Hamas members who participated in the talks said the movement will field candidates in municipal, trade union and university student body elections. Hamas officials also left open the possibility that some Hamas members may run independently in the upcoming elections for a self-governing authority.

With its large network of health clinics, mosques and social services, Hamas is believed to have tens of thousands of supporters in the Gaza Strip. Its popularity in the West Bank is weaker, and opinion polls have showed its support dropping in both areas as Palestinian self-rule has expanded from Gaza and the West Bank town of Jericho to include most Palestinian towns and villages in the West Bank.

But even with its support on the wane, Hamas poses the most significant threat to Arafat of the many Palestinian opposition groups because it has a pool of members prepared to die carrying out attacks on Israelis. The late Prime Minister Yitzhak Rabin and his successor, Shimon Peres, both said the Israeli-Palestinian peace agreement will stand or fall on the ability of Arafat to prevent terrorist attacks on Israelis.

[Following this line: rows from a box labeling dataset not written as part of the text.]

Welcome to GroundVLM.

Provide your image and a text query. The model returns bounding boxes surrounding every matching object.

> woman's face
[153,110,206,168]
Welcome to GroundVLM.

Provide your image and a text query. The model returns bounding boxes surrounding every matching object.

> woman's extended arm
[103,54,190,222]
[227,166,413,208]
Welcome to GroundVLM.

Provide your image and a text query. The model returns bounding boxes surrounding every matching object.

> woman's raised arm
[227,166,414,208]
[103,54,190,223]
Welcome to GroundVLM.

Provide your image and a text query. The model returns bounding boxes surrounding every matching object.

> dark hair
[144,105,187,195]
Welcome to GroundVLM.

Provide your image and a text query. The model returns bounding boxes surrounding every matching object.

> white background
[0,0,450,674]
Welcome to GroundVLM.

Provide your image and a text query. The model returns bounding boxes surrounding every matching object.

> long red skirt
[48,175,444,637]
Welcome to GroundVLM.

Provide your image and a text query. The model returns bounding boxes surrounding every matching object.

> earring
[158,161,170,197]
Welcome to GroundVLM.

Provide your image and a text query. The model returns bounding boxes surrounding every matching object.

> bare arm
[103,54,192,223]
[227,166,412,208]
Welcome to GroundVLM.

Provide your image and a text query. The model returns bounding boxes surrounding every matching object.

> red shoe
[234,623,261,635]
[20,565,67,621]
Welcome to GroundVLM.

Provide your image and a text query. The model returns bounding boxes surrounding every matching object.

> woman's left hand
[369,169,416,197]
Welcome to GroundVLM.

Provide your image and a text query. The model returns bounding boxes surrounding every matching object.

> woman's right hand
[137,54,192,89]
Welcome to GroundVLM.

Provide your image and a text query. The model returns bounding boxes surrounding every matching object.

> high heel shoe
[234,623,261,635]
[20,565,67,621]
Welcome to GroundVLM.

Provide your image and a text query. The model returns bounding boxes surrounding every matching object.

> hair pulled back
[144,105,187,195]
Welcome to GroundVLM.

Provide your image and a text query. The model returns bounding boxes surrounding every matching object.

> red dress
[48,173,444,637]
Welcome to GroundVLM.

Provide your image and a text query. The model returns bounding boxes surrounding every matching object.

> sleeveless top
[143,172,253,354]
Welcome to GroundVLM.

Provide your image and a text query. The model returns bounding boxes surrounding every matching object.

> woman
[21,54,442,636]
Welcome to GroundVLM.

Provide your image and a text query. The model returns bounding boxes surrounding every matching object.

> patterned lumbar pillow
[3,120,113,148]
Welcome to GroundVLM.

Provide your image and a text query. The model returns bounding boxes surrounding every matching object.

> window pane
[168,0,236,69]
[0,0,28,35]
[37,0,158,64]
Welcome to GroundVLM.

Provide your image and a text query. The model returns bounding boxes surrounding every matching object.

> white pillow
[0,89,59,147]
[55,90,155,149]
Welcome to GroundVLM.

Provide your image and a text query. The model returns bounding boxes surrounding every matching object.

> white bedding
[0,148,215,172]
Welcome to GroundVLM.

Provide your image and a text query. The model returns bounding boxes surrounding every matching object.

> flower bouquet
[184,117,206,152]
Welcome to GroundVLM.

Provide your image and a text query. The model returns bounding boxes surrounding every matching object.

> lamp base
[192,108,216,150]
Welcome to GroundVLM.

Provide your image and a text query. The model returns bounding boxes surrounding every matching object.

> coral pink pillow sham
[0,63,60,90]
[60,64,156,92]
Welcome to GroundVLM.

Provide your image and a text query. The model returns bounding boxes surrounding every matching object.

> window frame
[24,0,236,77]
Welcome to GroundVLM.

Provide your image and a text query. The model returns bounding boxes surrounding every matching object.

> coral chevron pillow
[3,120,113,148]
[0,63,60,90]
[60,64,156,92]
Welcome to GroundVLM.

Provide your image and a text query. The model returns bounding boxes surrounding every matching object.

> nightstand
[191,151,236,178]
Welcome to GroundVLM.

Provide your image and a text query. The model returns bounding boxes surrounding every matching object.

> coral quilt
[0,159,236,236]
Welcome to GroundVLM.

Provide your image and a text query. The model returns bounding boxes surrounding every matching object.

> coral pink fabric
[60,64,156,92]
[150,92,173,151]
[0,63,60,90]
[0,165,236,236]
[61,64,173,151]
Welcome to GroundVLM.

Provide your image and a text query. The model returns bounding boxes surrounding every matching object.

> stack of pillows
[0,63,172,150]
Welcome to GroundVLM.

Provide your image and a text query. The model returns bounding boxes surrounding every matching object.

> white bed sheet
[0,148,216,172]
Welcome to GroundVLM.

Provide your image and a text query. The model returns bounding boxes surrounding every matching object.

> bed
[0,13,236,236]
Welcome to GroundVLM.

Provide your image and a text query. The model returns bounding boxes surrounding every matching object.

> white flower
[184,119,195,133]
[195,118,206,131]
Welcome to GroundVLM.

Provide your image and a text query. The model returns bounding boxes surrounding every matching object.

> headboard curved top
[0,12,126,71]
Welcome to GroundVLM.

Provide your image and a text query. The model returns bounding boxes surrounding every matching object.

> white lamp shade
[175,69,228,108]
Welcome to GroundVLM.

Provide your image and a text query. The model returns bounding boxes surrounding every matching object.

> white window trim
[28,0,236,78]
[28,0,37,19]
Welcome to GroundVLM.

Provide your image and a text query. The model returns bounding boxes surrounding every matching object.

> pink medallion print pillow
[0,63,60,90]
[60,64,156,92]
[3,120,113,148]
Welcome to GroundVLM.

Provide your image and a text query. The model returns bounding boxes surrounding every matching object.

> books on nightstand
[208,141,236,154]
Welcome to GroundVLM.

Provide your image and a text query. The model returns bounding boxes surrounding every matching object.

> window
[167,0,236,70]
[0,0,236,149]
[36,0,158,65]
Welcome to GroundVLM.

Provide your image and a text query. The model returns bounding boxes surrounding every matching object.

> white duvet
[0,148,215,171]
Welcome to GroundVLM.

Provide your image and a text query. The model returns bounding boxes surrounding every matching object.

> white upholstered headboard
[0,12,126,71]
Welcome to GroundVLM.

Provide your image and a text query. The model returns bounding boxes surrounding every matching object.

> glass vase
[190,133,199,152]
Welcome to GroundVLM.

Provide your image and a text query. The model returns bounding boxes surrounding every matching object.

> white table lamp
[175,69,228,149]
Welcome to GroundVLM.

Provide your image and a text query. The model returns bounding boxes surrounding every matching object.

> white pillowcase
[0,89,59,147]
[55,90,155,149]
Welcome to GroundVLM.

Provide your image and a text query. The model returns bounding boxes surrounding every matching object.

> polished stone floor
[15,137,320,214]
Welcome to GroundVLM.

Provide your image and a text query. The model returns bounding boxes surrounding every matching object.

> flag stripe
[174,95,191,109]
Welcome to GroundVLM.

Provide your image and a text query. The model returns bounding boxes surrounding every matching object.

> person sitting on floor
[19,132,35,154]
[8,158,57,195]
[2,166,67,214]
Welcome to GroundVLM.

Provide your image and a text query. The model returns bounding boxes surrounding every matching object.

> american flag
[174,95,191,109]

Hamas, together with the smaller Islamic Jihad, has carried out a series of devastating bombing attacks on Israelis inside the Gaza Strip and in the heart of Israel, hoping to derail the peace accord. The groups succeeded in slowing the pace of negotiations for awhile, until Arafat began arresting their leaders and some of their military men. Neither group has carried out an effective bombing attack against Israelis for months.

As Hamas appears increasingly on the political defensive, public opinion polls show Arafat’s popularity surging along with Palestinian support for the peace agreement.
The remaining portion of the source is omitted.